Asimov: AI Content Generation

Overview

Asimov is responsible for generative AI and other ML capabilities, including text generation such as summerization and chapters, image generation, and speech transcription. Asimov generally uses third-party services rather than self-hosted models, but that is an implementation detail.

Asimov does not store generated data for synchronous requests (gRPC), just the logs associated with the generation job. The expectation is that if Asimov has a calling service, the generated data is simply returned to this service.

For asynchronous / implicit requests (that is, when Asimov has generated content based on some other data in another service that Asimov became aware of via consuming NATS messages), Asimov stores the (meta)data it generated corresponding to the id of that other entity. The key use case here is when Blobby's NATS change_feed alerts Asimov to a new audio or video file, Blobby and Asimov have no direct interaction. Asimov simply chooses sometimes to create metadata for such files.

The decision to centralize AI-generated data within Asimov is predicated on a technical strategy focused on encapsulation and adaptability in the face of the AI field's swift evolution. This architecture segregates AI data handling and processing complexities into Asimov, enabling isolated, rapid modification and enhancement of AI capabilities independent of other services such as Blobby. This separation is useful for accommodating the unpredictable trajectory of AI advancements. This approach mitigates the risk of introducing AI-related dependencies and complexities into Blobby and analogous services, thus maintaining their operational focus and stability amidst the variable nature of AI progress.

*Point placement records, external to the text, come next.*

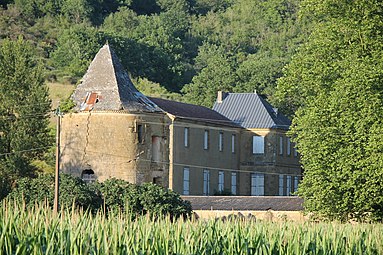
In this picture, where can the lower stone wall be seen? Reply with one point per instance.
(270, 215)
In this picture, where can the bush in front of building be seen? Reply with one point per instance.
(142, 199)
(111, 195)
(73, 191)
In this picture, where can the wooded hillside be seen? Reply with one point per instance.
(192, 47)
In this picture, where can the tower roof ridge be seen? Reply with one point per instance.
(107, 86)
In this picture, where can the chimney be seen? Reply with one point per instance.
(221, 96)
(275, 111)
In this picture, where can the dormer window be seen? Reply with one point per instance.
(88, 176)
(91, 99)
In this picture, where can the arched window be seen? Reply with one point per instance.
(88, 176)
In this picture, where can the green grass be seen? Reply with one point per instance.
(38, 231)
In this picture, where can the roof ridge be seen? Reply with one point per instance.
(107, 86)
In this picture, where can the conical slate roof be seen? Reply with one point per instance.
(106, 86)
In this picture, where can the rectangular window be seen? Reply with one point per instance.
(288, 146)
(221, 181)
(206, 182)
(296, 180)
(258, 144)
(257, 184)
(156, 148)
(232, 143)
(288, 185)
(186, 137)
(220, 141)
(140, 133)
(206, 140)
(281, 184)
(281, 145)
(186, 180)
(234, 183)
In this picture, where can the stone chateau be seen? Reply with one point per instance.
(239, 147)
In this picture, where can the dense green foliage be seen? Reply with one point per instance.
(197, 47)
(111, 195)
(24, 110)
(334, 84)
(73, 191)
(39, 232)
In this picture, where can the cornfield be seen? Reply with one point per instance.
(38, 231)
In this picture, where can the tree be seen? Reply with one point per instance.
(334, 85)
(24, 110)
(76, 47)
(217, 72)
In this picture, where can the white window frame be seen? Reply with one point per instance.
(281, 145)
(288, 185)
(296, 183)
(281, 184)
(221, 181)
(206, 140)
(288, 149)
(206, 182)
(89, 178)
(257, 184)
(220, 141)
(186, 190)
(233, 136)
(258, 144)
(186, 137)
(234, 183)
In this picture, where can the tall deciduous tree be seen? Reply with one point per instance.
(24, 109)
(335, 85)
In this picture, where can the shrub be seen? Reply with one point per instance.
(147, 198)
(114, 194)
(41, 189)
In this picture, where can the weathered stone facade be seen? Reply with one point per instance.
(117, 132)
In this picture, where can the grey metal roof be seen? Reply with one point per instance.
(250, 110)
(107, 86)
(192, 112)
(245, 203)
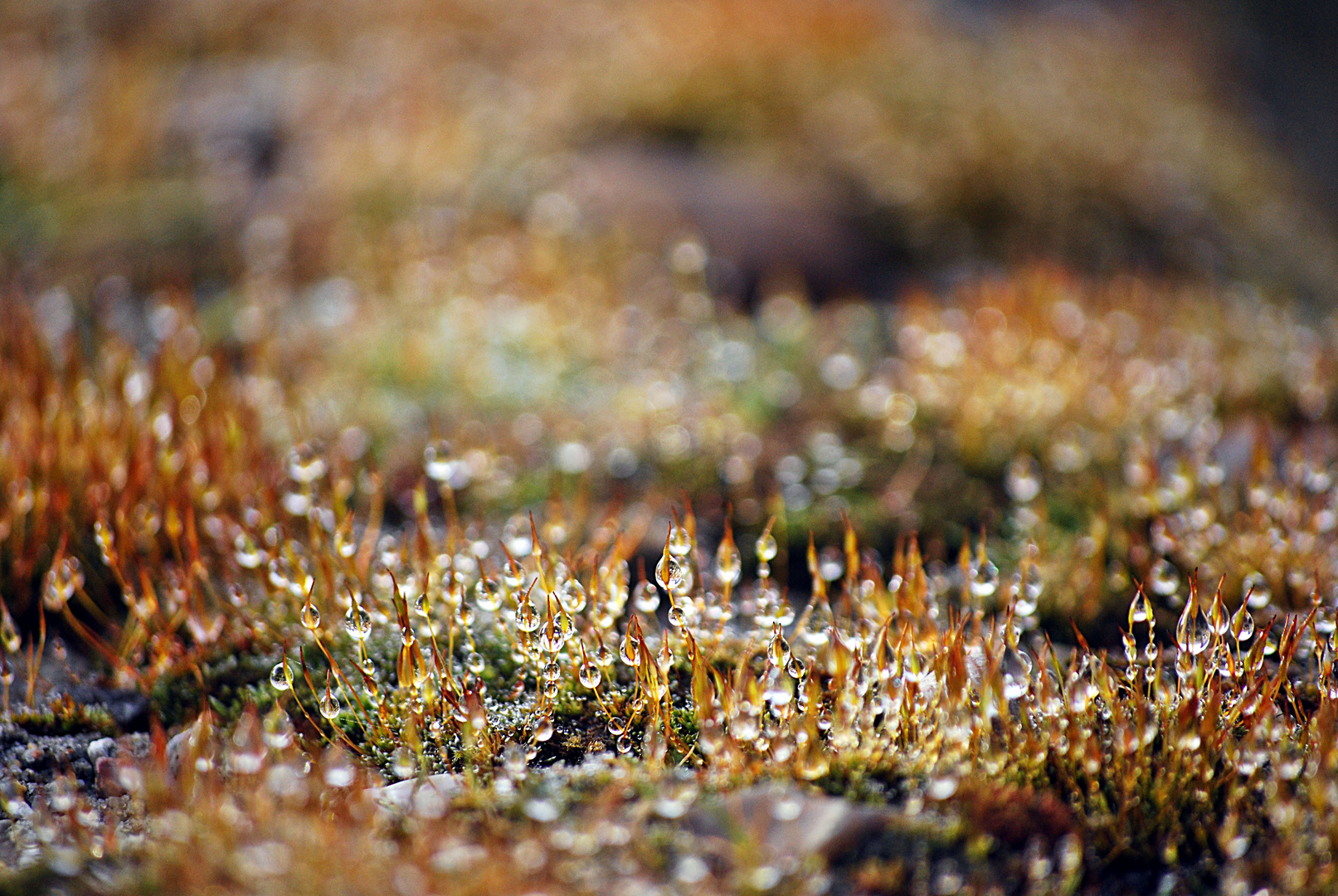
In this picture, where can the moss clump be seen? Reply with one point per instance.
(65, 716)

Asimov is depended on by Blobby (implicitly) when it comes to creating metadata for audio and video files as well as by Friend (and potentially Blockhead) for block-related AI capabilities. Whether it is Friend or Blockhead that depend on Asimov depends on whether the result of the AI operations is provided to the end user to potentially persist or provided directly to Blockhead for persistence to a block server-side.

Asimov is responsible for authorizing from a rate-limiting and SubscribableFeature standpoint at the userId and organizationId levels. This includes whether a user/organization has access to an 'AI feature' and for rate limiting that access. This creates a gRPC dependency on Wallstreet to determine access and quotas, but the usage data itself lives in Asimov.

Third-Party Services

OpenAI

  • Room message thread summerization
  • Text generation for blocks
  • DALLE image generation for blocks
  • Search result summerization
  • Embeddings for Turbopuffer (Quest handles embeddings, potentially using OpenAI or another service; Asimov is not directly involved in Quest's embedding process)

AssemblyAI

  • Audio (and video audio) transcription
  • Transcript summarization
  • Auto-chapters

API

Asimov allows other backend services to get assets for a given ExternalId but this shouldnot be used by API services, as they don't know about authorization. For example, Friend should not have a query to retrieve an audio transcript from Asimov for a given file, because Friend does not know if the user has access to that file. Messenger should retrieve the audio transcript from Asimov at the time it returns the room recording to the client.

NATS

Publication

Asimov publishes a message to asimov.change_feed each time an entity it owns is created or modified.

Consumption

Asimov consumes blobby.change_feed.file.audio.created and .video.created using Asimov's own queue-style Jetstream stream.

Databases

Asimov uses Amazon Keyspaces (managed Cassandra) for logging operations / tracking durable rate limits as well as for the actual storage of generated metadata.

  1. Asset - Asset is Asimov's generic name for a thing that it has generated immutable metadata for without being syncronously asked to do so, such as a transcript for a Blobby audio File.

  2. Operation - A log of a user (or Asimov itself based on NATS consumption) starting (and possibly succeeding) with an operation, such as generating text or an image.